Cuando hube terminado con los preparativos marché a casa. Debía repasar la estrategia con mi esposa y preparar nuestros movimientos.

CAPÍTULO III

Muchas ciudades logran que las bellas memorias de su pasado continúen armoniosamente con las vivencias del presente. Así, cuando tienen dicha suerte, los edificios que albergaron los sueños de antaño se mantienen o se reciclan como la continuidad de un perfume y no mueren bajo la piqueta del progreso; sus calles y rincones siguen teniendo esa magia que no se ha perdido.
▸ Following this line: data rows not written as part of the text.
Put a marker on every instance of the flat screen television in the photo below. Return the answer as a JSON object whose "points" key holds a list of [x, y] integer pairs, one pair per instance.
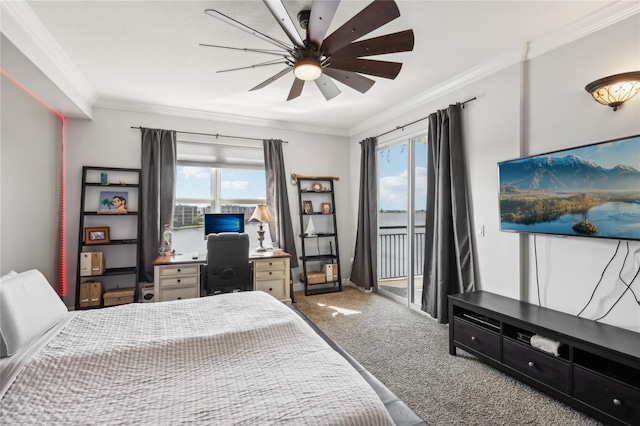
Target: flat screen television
{"points": [[214, 223], [588, 191]]}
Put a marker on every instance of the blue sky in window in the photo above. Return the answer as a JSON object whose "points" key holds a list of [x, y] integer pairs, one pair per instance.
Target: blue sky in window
{"points": [[392, 172], [195, 182]]}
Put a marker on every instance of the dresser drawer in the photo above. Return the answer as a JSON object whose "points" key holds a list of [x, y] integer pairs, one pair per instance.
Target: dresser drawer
{"points": [[614, 398], [544, 368], [178, 270], [179, 293], [270, 275], [477, 338], [270, 265], [178, 281], [273, 287]]}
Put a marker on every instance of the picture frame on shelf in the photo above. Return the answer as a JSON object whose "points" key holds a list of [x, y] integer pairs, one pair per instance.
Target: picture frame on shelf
{"points": [[113, 202], [308, 207], [96, 235]]}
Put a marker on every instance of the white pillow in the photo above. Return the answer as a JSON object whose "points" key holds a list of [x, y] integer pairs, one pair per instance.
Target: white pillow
{"points": [[28, 308], [9, 275]]}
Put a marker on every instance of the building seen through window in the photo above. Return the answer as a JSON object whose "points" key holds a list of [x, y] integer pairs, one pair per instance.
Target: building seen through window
{"points": [[201, 190]]}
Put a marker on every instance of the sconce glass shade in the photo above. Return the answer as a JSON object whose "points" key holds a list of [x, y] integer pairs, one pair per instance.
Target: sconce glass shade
{"points": [[307, 69], [615, 89]]}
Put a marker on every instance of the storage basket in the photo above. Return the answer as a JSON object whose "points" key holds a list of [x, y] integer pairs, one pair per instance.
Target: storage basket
{"points": [[118, 296]]}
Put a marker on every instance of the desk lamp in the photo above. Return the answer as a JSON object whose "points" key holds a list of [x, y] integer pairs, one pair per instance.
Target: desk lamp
{"points": [[263, 215]]}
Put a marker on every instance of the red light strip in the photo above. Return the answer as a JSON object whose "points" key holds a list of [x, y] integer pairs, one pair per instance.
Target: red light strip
{"points": [[62, 290]]}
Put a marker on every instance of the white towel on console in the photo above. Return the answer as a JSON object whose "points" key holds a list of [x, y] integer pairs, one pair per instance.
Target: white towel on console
{"points": [[545, 344]]}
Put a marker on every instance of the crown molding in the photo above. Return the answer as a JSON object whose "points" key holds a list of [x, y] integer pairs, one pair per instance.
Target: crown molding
{"points": [[23, 28], [214, 116], [590, 24]]}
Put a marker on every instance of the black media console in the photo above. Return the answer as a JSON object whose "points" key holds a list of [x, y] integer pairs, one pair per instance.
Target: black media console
{"points": [[597, 369]]}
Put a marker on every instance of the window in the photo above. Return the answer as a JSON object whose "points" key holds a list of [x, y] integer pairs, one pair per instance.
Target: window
{"points": [[216, 178]]}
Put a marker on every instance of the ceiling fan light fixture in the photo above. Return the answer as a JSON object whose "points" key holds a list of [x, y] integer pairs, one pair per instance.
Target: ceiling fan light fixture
{"points": [[307, 69]]}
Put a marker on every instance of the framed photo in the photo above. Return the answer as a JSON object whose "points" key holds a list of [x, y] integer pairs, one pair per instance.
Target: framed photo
{"points": [[308, 207], [113, 202], [96, 235]]}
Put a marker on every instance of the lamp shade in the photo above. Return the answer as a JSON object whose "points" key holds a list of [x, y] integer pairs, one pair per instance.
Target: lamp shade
{"points": [[261, 214], [615, 89]]}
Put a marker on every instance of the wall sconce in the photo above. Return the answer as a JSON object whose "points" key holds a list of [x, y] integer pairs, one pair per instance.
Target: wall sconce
{"points": [[615, 89]]}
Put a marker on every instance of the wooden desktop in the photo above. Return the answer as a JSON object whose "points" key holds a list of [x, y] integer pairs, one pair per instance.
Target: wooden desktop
{"points": [[178, 276]]}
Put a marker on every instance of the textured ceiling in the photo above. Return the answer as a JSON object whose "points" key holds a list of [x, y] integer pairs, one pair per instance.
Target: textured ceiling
{"points": [[147, 52]]}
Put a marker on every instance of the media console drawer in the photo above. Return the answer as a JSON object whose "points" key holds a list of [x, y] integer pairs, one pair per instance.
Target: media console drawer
{"points": [[477, 338], [614, 398], [543, 367], [598, 367]]}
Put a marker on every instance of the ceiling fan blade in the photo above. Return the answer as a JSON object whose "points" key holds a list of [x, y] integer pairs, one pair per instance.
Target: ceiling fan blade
{"points": [[327, 87], [267, 52], [277, 9], [271, 79], [262, 64], [382, 69], [296, 89], [226, 19], [351, 79], [374, 16], [391, 43], [322, 12]]}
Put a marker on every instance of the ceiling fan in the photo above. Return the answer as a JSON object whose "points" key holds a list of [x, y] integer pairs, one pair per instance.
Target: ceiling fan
{"points": [[337, 56]]}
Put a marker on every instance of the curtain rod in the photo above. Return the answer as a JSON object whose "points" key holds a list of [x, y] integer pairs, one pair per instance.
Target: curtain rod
{"points": [[420, 119], [216, 135]]}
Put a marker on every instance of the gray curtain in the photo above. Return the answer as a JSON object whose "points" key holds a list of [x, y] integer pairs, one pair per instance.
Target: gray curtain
{"points": [[277, 199], [448, 263], [365, 260], [158, 193]]}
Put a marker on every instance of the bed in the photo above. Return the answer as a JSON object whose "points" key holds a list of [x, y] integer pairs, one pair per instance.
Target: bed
{"points": [[232, 359]]}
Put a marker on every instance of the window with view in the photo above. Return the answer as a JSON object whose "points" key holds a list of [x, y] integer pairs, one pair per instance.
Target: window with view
{"points": [[201, 190]]}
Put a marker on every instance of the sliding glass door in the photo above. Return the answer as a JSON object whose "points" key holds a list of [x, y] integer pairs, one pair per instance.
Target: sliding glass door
{"points": [[401, 219]]}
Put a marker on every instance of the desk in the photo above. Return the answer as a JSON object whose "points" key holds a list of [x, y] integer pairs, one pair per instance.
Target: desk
{"points": [[178, 276]]}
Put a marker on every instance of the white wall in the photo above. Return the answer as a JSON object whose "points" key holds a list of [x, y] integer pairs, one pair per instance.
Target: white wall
{"points": [[560, 114], [542, 103], [30, 180], [108, 140]]}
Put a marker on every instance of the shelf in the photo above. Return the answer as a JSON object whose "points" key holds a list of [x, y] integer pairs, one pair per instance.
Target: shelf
{"points": [[110, 214], [113, 185], [115, 271], [318, 257], [122, 251], [113, 243], [319, 235]]}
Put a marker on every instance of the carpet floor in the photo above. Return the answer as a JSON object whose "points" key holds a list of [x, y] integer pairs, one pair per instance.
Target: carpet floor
{"points": [[409, 353]]}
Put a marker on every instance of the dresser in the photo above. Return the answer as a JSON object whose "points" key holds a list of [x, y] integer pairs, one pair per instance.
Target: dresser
{"points": [[178, 276], [272, 274]]}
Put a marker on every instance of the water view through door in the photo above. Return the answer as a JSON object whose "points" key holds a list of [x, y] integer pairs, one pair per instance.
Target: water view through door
{"points": [[401, 219]]}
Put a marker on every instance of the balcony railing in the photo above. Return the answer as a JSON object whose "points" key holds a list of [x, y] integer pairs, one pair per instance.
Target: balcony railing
{"points": [[393, 249]]}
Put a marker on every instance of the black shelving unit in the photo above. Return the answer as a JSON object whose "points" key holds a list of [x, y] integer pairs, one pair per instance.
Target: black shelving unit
{"points": [[126, 226], [318, 191]]}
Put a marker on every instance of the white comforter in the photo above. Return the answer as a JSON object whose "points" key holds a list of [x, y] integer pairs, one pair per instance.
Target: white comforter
{"points": [[233, 359]]}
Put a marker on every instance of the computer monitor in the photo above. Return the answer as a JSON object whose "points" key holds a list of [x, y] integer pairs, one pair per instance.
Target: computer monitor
{"points": [[215, 223]]}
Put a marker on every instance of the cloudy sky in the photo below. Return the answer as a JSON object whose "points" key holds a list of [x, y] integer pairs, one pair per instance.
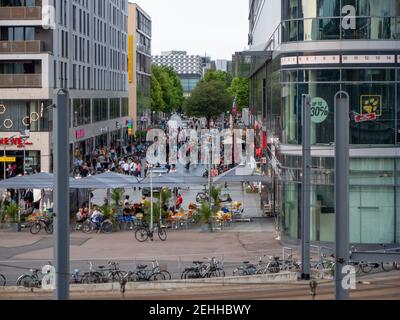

En esta polifonía de la reminiscencia ciudadana son esas calles las tienen un atractivo particular por sus recuerdos, y sus historias se continúan en el tiempo como una guirnalda que une el antes y el después; las tradiciones se mantienen vivas, aunque la fisonomía de las arterias cambie.

Si tomamos por caso el Buenos Aires de hace ya muchos años, el ejemplo permanente suele ser la transformación de la Calle Corrientes, desde cuando era angosta hasta su ampliación con el estallido de la miríada de nuevos teatros, de cines, de restaurantes y pizzerías que completan el vasto escenario de la avenida actual. La música ceremonial de esa teología del recuerdo es sin duda el tango. Y así la Avenida Corrientes sigue brillando, y si bien ya no es la misma música ni las mismas marquesinas, y sus viandantes lucen muy diferentes, las luminarias titilantes de sus teatros y sus innumerables cafés y casas de comida llevan adelante la historia de esa avenida en un continuo desfile de noctámbulos que no cesa jamás. Por algo es la calle que nunca duerme. Para otros, en distintas regiones de la ciudad, refugiados aún en la filosofía antigua que mana de un tango “rante”, son los barrios, poblados de recuerdos, de novias y de malvones, los que danzan en sus ensoñaciones quiméricas del pasado, aunque el tiempo los haya cambiado.